Long-term cause-specific mortality of patients treated for Hodgkin's disease

Berthe M P Aleman, Alexandra W van den Belt-Dusebout, Willem J Klokman, Mars B Van't Veer, Harry Bartelink, Flora E van Leeuwen
Journal of Clinical Oncology 2003 September 15, 21 (18): 3431-9

PURPOSE: To assess long-term cause-specific mortality of young Hodgkin's disease (HD) patients.

PATIENTS AND METHODS: The study population consisted of 1,261 patients treated for HD before age 41 between 1965 and 1987. Follow-up was complete until October 2000. For 95% of deaths, the cause was known. Long-term cause-specific mortality was compared with general population rates to assess relative risk (RR) and absolute excess risk (AER) of death.

RESULTS: After a median follow-up of 17.8 years, 534 patients had died (55% of HD).
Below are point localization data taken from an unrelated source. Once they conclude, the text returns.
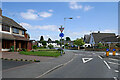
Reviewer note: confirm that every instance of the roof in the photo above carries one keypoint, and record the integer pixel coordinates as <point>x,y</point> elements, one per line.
<point>7,36</point>
<point>110,39</point>
<point>99,36</point>
<point>11,22</point>
<point>13,37</point>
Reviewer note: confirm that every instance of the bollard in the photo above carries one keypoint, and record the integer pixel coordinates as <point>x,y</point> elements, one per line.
<point>107,52</point>
<point>114,51</point>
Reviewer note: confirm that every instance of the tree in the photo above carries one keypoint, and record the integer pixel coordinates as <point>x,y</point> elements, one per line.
<point>49,40</point>
<point>44,43</point>
<point>34,46</point>
<point>68,39</point>
<point>41,38</point>
<point>79,42</point>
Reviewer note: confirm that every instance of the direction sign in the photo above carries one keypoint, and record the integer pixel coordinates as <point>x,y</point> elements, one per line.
<point>61,35</point>
<point>61,29</point>
<point>86,59</point>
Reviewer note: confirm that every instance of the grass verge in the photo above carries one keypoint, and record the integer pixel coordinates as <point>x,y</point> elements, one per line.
<point>42,53</point>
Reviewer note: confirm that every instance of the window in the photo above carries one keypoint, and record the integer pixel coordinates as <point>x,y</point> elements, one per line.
<point>5,28</point>
<point>15,30</point>
<point>23,32</point>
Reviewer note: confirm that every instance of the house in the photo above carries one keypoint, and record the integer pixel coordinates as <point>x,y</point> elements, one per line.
<point>13,35</point>
<point>105,38</point>
<point>87,40</point>
<point>49,43</point>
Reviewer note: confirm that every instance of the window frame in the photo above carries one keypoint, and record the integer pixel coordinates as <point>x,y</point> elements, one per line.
<point>15,30</point>
<point>5,28</point>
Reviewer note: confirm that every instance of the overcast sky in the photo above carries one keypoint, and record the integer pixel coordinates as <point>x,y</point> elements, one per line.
<point>44,18</point>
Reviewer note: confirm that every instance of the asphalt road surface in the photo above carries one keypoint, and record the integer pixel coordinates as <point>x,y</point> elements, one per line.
<point>85,65</point>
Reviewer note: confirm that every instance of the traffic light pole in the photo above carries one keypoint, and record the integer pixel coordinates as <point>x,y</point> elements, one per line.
<point>61,46</point>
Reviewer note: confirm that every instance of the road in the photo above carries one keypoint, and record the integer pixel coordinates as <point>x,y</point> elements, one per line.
<point>75,64</point>
<point>97,67</point>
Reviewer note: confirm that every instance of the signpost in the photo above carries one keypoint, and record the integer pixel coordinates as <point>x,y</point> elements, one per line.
<point>61,35</point>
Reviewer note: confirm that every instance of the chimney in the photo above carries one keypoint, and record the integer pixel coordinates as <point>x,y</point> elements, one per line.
<point>0,12</point>
<point>98,31</point>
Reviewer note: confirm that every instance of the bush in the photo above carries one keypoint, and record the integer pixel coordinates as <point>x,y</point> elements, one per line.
<point>50,46</point>
<point>23,49</point>
<point>11,59</point>
<point>34,46</point>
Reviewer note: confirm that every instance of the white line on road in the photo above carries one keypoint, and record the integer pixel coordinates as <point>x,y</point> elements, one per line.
<point>113,59</point>
<point>86,59</point>
<point>50,70</point>
<point>100,57</point>
<point>116,71</point>
<point>55,68</point>
<point>68,62</point>
<point>115,78</point>
<point>107,65</point>
<point>113,63</point>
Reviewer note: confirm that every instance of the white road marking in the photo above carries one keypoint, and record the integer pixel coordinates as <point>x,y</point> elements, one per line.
<point>115,78</point>
<point>55,68</point>
<point>113,63</point>
<point>93,53</point>
<point>50,70</point>
<point>113,59</point>
<point>116,71</point>
<point>107,65</point>
<point>100,57</point>
<point>88,59</point>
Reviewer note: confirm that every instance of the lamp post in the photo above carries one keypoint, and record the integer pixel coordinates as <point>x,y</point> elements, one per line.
<point>64,27</point>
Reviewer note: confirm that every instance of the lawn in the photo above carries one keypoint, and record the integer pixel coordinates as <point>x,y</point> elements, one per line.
<point>41,53</point>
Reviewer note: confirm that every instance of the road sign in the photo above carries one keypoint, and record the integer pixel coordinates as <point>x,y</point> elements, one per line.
<point>61,35</point>
<point>107,49</point>
<point>86,59</point>
<point>61,29</point>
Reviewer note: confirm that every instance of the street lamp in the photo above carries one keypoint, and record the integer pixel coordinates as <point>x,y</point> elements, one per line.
<point>64,28</point>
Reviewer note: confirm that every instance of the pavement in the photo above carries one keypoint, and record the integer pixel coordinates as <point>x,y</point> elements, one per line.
<point>97,67</point>
<point>35,70</point>
<point>16,55</point>
<point>74,64</point>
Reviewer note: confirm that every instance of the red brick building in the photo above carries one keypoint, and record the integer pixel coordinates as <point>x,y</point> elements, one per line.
<point>13,35</point>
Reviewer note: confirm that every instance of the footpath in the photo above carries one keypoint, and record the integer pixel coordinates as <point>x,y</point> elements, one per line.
<point>37,70</point>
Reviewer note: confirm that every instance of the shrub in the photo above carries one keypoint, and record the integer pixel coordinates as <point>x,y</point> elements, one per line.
<point>23,49</point>
<point>100,45</point>
<point>21,59</point>
<point>30,60</point>
<point>50,46</point>
<point>6,59</point>
<point>11,59</point>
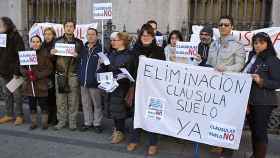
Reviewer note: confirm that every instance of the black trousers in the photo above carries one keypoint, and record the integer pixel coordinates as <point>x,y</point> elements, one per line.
<point>258,122</point>
<point>52,108</point>
<point>41,101</point>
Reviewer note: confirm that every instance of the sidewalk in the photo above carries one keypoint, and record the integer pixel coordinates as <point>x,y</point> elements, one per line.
<point>70,144</point>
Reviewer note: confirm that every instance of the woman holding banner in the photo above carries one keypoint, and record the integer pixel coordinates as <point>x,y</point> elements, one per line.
<point>119,58</point>
<point>35,86</point>
<point>146,46</point>
<point>48,44</point>
<point>264,65</point>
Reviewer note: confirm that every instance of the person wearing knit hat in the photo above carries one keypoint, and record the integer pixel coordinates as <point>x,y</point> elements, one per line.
<point>205,36</point>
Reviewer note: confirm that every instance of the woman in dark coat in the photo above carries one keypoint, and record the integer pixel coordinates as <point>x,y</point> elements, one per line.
<point>38,76</point>
<point>146,46</point>
<point>120,57</point>
<point>48,44</point>
<point>264,66</point>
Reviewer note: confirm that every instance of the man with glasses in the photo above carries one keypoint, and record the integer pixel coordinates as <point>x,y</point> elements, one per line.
<point>226,55</point>
<point>205,36</point>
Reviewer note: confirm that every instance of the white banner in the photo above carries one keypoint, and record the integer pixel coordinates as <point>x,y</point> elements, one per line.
<point>244,37</point>
<point>80,31</point>
<point>191,102</point>
<point>27,57</point>
<point>186,49</point>
<point>3,40</point>
<point>65,49</point>
<point>102,11</point>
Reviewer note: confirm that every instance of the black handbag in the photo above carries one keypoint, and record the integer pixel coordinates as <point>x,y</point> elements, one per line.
<point>62,80</point>
<point>62,83</point>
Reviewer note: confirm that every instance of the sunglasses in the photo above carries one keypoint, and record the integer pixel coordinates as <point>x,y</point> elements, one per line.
<point>224,24</point>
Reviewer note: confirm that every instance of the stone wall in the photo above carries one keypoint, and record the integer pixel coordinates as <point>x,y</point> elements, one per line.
<point>133,13</point>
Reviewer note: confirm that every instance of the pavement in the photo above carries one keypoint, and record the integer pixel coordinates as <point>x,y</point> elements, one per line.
<point>20,142</point>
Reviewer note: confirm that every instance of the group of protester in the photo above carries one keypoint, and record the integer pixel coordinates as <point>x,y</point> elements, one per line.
<point>59,81</point>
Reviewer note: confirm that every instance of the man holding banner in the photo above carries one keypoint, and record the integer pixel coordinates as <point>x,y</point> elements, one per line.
<point>225,53</point>
<point>67,49</point>
<point>9,69</point>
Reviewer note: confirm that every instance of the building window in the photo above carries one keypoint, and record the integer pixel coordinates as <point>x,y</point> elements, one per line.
<point>247,14</point>
<point>55,11</point>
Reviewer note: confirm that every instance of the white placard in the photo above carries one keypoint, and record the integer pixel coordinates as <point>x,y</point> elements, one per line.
<point>104,77</point>
<point>80,30</point>
<point>65,49</point>
<point>191,102</point>
<point>27,58</point>
<point>3,40</point>
<point>14,84</point>
<point>186,49</point>
<point>159,40</point>
<point>245,37</point>
<point>102,11</point>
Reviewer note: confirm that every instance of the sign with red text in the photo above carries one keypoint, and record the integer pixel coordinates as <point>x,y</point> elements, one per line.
<point>27,58</point>
<point>3,40</point>
<point>80,31</point>
<point>191,102</point>
<point>186,49</point>
<point>65,49</point>
<point>102,11</point>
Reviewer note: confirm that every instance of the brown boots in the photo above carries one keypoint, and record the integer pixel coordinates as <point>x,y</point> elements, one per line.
<point>34,121</point>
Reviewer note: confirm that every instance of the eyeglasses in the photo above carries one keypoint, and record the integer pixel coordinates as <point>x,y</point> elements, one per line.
<point>204,34</point>
<point>224,24</point>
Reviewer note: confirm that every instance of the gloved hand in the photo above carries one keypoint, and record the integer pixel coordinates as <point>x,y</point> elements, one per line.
<point>31,75</point>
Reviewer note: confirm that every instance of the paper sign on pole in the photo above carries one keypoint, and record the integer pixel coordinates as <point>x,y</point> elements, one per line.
<point>191,102</point>
<point>27,58</point>
<point>65,49</point>
<point>186,49</point>
<point>102,11</point>
<point>3,40</point>
<point>14,84</point>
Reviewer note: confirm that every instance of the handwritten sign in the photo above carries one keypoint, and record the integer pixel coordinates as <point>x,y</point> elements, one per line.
<point>27,58</point>
<point>191,102</point>
<point>102,11</point>
<point>3,40</point>
<point>186,49</point>
<point>159,40</point>
<point>65,49</point>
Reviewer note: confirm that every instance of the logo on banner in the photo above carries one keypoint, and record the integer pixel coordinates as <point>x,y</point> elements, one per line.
<point>155,109</point>
<point>102,10</point>
<point>222,132</point>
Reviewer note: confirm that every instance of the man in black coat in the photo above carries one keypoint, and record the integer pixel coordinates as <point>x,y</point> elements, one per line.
<point>206,35</point>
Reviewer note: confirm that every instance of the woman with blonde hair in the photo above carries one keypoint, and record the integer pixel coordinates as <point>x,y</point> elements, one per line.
<point>120,57</point>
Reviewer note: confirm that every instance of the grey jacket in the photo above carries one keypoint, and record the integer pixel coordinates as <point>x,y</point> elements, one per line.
<point>228,53</point>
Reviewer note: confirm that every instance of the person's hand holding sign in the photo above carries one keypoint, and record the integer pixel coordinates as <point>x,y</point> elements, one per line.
<point>198,58</point>
<point>257,79</point>
<point>220,68</point>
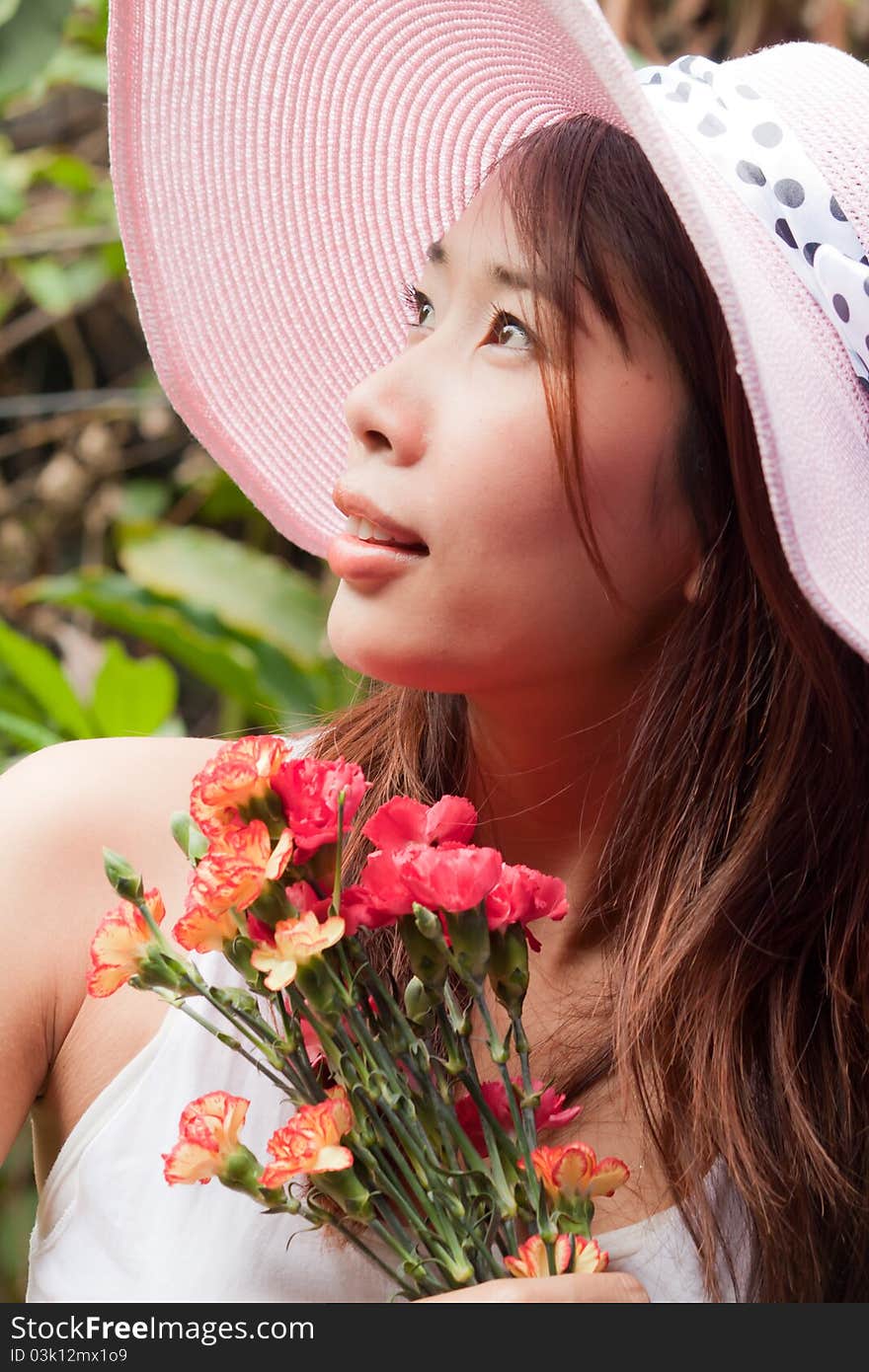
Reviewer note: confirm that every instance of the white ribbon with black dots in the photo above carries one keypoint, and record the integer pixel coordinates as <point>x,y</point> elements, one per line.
<point>759,155</point>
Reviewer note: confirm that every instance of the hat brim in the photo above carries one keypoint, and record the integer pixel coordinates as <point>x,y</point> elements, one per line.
<point>278,169</point>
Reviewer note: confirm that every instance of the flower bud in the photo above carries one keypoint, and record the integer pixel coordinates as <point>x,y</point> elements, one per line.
<point>189,836</point>
<point>121,875</point>
<point>418,1002</point>
<point>509,967</point>
<point>428,959</point>
<point>347,1188</point>
<point>428,922</point>
<point>468,935</point>
<point>242,1172</point>
<point>317,987</point>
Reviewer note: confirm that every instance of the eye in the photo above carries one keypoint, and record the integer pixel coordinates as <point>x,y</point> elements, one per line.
<point>499,319</point>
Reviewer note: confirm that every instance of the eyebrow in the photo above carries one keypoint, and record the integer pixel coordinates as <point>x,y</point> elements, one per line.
<point>495,271</point>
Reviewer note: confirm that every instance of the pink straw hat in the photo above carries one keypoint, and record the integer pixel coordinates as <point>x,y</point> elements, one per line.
<point>280,165</point>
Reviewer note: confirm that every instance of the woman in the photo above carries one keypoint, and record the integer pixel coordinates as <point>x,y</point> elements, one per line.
<point>647,675</point>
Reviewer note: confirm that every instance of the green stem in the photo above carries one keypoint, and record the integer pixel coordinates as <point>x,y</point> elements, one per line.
<point>182,1005</point>
<point>521,1048</point>
<point>535,1191</point>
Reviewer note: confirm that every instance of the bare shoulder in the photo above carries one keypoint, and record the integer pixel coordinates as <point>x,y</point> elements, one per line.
<point>58,808</point>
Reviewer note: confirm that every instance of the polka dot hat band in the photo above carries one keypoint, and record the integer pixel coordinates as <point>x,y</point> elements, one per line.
<point>280,166</point>
<point>751,146</point>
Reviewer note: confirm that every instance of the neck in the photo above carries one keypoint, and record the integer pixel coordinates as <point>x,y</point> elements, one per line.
<point>545,778</point>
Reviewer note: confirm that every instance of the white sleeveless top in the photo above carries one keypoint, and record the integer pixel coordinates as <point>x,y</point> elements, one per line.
<point>109,1227</point>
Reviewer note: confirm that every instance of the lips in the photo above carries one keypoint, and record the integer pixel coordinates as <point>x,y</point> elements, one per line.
<point>359,506</point>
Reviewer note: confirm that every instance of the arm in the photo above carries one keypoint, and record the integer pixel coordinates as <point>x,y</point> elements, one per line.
<point>570,1287</point>
<point>58,808</point>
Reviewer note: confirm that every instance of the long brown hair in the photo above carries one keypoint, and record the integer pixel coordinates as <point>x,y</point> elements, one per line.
<point>732,888</point>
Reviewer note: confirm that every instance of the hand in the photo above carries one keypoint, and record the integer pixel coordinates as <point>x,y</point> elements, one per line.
<point>572,1286</point>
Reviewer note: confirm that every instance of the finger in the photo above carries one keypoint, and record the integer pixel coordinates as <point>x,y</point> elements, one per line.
<point>570,1287</point>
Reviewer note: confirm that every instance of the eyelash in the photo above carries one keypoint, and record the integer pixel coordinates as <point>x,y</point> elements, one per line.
<point>415,299</point>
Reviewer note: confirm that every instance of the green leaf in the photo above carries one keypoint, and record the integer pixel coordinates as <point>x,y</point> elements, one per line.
<point>58,287</point>
<point>76,66</point>
<point>143,499</point>
<point>41,675</point>
<point>253,672</point>
<point>132,696</point>
<point>25,732</point>
<point>7,10</point>
<point>67,172</point>
<point>247,590</point>
<point>31,35</point>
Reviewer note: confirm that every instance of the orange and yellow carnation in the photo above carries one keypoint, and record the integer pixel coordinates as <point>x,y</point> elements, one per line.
<point>531,1259</point>
<point>573,1172</point>
<point>207,1138</point>
<point>239,773</point>
<point>121,943</point>
<point>295,943</point>
<point>229,877</point>
<point>310,1142</point>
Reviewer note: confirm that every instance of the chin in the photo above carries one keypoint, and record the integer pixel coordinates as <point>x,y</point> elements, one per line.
<point>358,648</point>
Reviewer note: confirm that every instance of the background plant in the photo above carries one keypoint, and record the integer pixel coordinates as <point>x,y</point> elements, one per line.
<point>116,527</point>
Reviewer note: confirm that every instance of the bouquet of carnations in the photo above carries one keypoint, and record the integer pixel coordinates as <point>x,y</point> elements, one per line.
<point>391,1133</point>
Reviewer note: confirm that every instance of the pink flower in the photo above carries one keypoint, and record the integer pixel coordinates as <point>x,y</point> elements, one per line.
<point>309,789</point>
<point>209,1136</point>
<point>119,945</point>
<point>521,894</point>
<point>546,1115</point>
<point>531,1259</point>
<point>404,820</point>
<point>452,877</point>
<point>359,907</point>
<point>303,896</point>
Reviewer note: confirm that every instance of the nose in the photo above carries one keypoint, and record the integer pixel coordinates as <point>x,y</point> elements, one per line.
<point>387,415</point>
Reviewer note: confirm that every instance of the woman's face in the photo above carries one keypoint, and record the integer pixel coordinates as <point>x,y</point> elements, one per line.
<point>452,440</point>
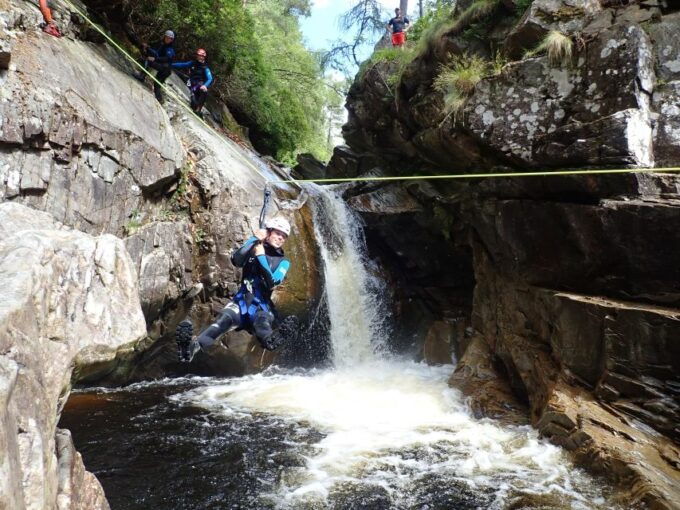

The RR of death from all causes other than HD was 6.8 times that of the general population, and still amounted to 5.1 after more than 30 years. RRs of death resulting from solid tumors (STs) and cardiovascular disease (CVD) were increased overall (RR = 6.6 and 6.3, respectively), but especially in patients treated before age 21 (RR = 14.8 and 13.6, respectively). When these patients grew older, this elevated mortality decreased. The overall AER of death from causes other than HD increased throughout follow-up. Patients receiving salvage chemotherapy had a significantly increased RR of death from STs, compared to patients receiving initial therapy only.

CONCLUSION: The main cause of death among HD patients was lymphoma, but after 20 years, HD mortality was negligible. The RRs and AERs of death from second primary cancers (SCs) and CVDs continued to increase after 10 years. Even more than 30 years after diagnosis, HD patients experienced elevated risk of death from all causes other than HD. Increased risk of death from SCs and CVDs was found especially in patients treated before age 21, but these risks seemed to abate with age.